Similarly, René Magritte employs traditional illusionism in The Treachery of Images, of 1929. The work features a trompe l’oeil depiction of a pipe, underneath which reads: Ceci n’est pas un pipe (This is not a pipe). Magritte presents the dreamlike disassociation of word and image. His painting is disruptive because it subverts viewers’ expectations based on logic and common sense. The danger of relying on rationality is apparent in the work. The discrepancy between word and image challenges the assumptions underlying the reading of a work or art. Like the other Surrealists’ work, Magritte’s painting confronts viewers’ reliance on the conscious and the rational.  

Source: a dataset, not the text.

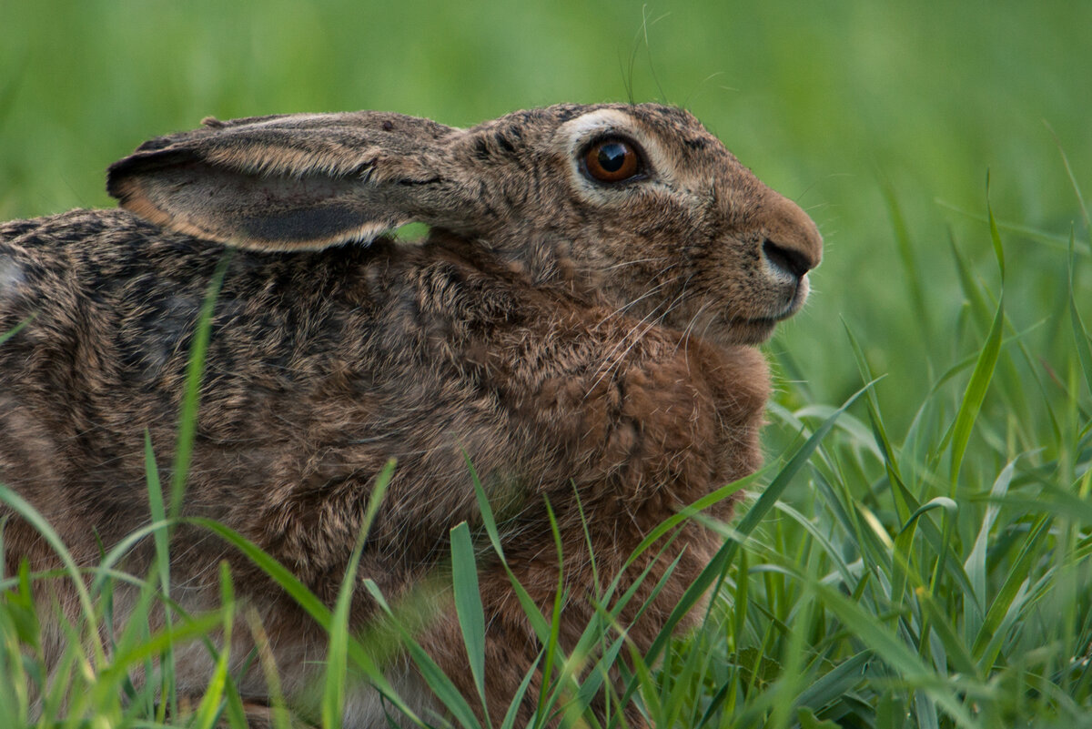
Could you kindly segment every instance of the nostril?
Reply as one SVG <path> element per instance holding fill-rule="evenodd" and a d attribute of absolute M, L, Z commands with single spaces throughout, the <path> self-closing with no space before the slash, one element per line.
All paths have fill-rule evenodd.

Breton originally believed that the visual arts could not be useful in the Surrealist movement since they appeared to be less open to chance and automatism. This was overcome by the discovery of such techniques as frottage, grattage, and decalcomania (a technique to generate unexpected textures and forms by pressing wet paint or ink between surfaces, like paper or glass, and pulling them apart, or by printing designs on special paper for later transfer, used by Max Ernst for dreamlike landscapes, resulting in organic, unpredictable patterns or ready-made decorative transfers). André Masson’s 1923 automatic drawings are often used as the point of the acceptance of visual arts and the break from Dada, since they reflect the influence of the idea of the unconscious mind. And Giorgio de Chirico, with his stark color contrasts and uncanny townscapes, was an important influence on Dalí and Magritte. The Surrealist revolution—it was a politically engaged movement—came to represent a combination of the depictive, the abstract, and the psychological. The characteristics of this style stand for the alienation which many people felt in the modern era, combined with reaching more deeply into the psyche.